We hebben het alleen over virussen die de wetenschap kent en die slechts een onbeduidend deel uitmaken van alle bestaande virussen.

36. Foetaal runderserum-RNA interfereert met het van celcultuur afgeleide extracellulaire RNA. (Wei, 2016, Natuur)

Foetaal runderserum bevat extracellulair RNA dat niet van serum kan worden gescheiden. Dit RNA interageert met het RNA van menselijke cellen, waarin virussen voor vaccins worden gekweekt.

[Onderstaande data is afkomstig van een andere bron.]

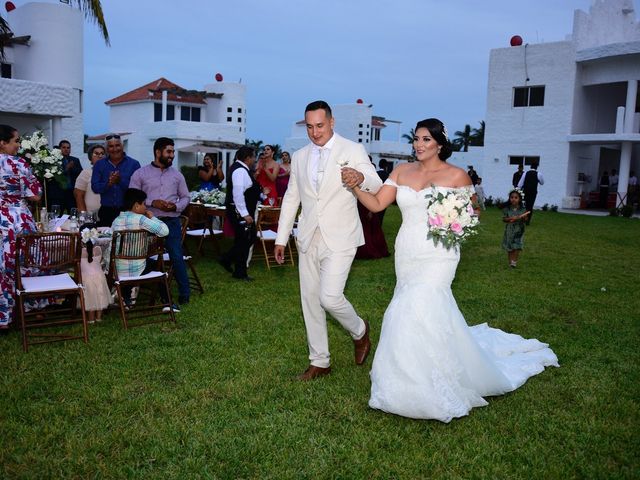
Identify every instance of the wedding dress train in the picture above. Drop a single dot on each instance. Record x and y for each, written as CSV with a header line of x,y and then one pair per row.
x,y
429,363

37. Bewijs van pestivirus-RNA in humane virusvaccins. (Harasawa, 1994, J Clin Microbiol)

De auteurs analyseerden 5 levende vaccins en vonden in BMR-vaccins van twee verschillende fabrikanten, evenals in twee monovalente bof- en rubellavaccins, RNA van het runderdiarreevirus, dat er waarschijnlijk uit foetaal runderserum kwam.

Bij zuigelingen kan dit virus leiden tot gastro-enteritis en bij zwangere vrouwen tot de geboorte van kinderen met microcefalie.

38. Virale besmetting van foetaal runderserum en celculturen. (Nuttall, 1977, Natuur)

Dat foetaal runderserum besmet was met het runderdiarreevirus was al in 1977 bekend. Van dit virus is bekend dat het de placenta passeert en het kalfsembryo in de baarmoeder kan infecteren. 60% van de serummonsters in Australië was besmet met het virus. 8% van de boviene rhinotracheïtisvaccins was ook besmet.

Het virus is ook gevonden in runderniercellen, die worden gebruikt om vaccins tegen mazelen te maken.

39. In vitro remming van het bofvirus door retinoïden. (Soja, 2013, Virol J)

Vitamine A remt de vermenigvuldiging van het bofvirus in vitro.